Gains for Nevada's September Gambling Revenues
03 November 2015
Nevada is known for being the largest state for gambling in the USA, and when they have a three-month period of declining gambling revenues, it starts to be a little scary for the industry as a whole. Thankfully, they ended this losing streak in September and showed a fair amount of growth. They found that the total winnings for the month of September were about $916.3 million, and that's a 1.5 percent boost from September of 2014.
Baccarat is a key game because of the super high stakes that it's played at, and since Chinese officials had a major crackdown earlier this year, the numbers for this particular game have been in a decline.
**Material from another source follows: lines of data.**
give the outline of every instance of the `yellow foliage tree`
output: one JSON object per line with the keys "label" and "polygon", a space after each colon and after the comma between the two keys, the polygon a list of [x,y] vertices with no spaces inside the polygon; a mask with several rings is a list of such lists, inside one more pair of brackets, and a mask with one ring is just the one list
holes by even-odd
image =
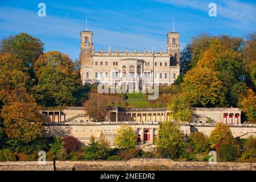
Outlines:
{"label": "yellow foliage tree", "polygon": [[210,143],[212,145],[215,145],[218,142],[232,143],[234,140],[229,126],[222,123],[216,125],[209,136]]}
However, total play volume for the game increased by about 16.5 percent for the game in September, and this included a 23.2 percent boost in revenue for a total of $100.5 million earned from this one game alone in Las Vegas. That might seem out of proportion, but that's how much power the game has as a piece of the whole since it's typically played at super high stakes.
There are two main areas for gambling in the city of Las Vegas. There is the Las Vegas Strip area, and that showed a boost of about two percent up to $504.8 million. The other is the Fremont Street area, and that had a huge increase of nine percent to get all the way up to the $47.5 million level. These are significant numbers, and they just go to show that all areas of the industry were boosted during this period.
Importance of Industry Financials
Financial numbers for Las Vegas affect the online gambling industry because it helps to show what the gambling industry is doing as a whole. The revenues for offline and online games follow similar patterns, especially when you look at specific types of games like poker that are played heavily on both platforms. For Las Vegas in particular, however, they're considered one of the land-based gambling capitals of the world, and for them to consistently see negative growth for multiple months in a row can indicate bad things to come for the whole industry.